Fuori da questo vincolo, insomma, la competizione fra “il modello Google” e la normativa europea è un puro scontro tra imperialismi economici. Con il Vecchio Continente a fare la parte degli “arretrati” davanti a “ggiòvani” rampanti. L’esempio di Uber – il servizio che minaccia di smantellare radicalmente il business storico dei taxi, sostituendo i “professionisti” con chiunque possieda un’auto, abbia qualche minuto libero e bisogno di guadagnare qualche spicciolo – ci sembra quasi autoevidente.
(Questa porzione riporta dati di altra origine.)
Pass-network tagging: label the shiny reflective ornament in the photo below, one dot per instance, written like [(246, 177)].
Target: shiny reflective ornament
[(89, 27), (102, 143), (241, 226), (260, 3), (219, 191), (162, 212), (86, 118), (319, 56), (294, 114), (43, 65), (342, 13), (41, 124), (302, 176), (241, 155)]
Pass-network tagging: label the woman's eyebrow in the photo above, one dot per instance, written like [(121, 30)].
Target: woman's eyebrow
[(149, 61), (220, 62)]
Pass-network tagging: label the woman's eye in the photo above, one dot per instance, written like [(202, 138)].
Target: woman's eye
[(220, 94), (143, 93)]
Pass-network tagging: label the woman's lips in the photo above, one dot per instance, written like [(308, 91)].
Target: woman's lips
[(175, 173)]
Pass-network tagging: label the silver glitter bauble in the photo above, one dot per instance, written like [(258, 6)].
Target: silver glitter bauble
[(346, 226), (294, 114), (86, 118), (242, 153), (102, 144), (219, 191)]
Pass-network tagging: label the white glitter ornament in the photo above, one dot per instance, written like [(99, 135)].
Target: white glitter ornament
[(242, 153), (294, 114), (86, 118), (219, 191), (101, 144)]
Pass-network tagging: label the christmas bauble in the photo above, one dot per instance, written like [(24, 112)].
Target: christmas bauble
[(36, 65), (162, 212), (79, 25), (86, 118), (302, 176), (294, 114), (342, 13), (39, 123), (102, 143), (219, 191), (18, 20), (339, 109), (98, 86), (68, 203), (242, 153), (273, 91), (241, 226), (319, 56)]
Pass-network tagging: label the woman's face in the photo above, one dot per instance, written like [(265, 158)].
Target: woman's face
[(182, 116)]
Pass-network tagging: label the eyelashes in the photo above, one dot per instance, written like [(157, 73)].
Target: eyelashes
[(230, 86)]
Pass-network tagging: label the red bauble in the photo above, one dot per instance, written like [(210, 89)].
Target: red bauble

E se davvero a decidere le sorti dello scontro sono i margini di profitto sul fatturato, allora per aziende come Springer (700 milioni l’anno) sarà impossibile contrastare gente come Google (14 miliardi).

E infatti la reazione di Google è stata quasi devastante: gli editori che vogliono comparire su Google News – con tanto di link e snippet – sono stati invitati a recedere esplicitamente dalle restrizioni imposte dalla legge tedesca. Come dire: se non ti metto io in comunicazione col mercato globale, il tuo business resta un fatterello locale. È insomma l’affermazione che il valore economico del link è superiore a quello della merce-informazione. Anche se i costi di produzione sono infinitamente minori.

Se ne deve essere accorto anche il gruppo Spinger, che riceve il 60% dei ricavi dal mercato digitale. Scendere a patti, insomma, è la scelta più probabile. Con buona pace del “sacro principio della concorrenza”.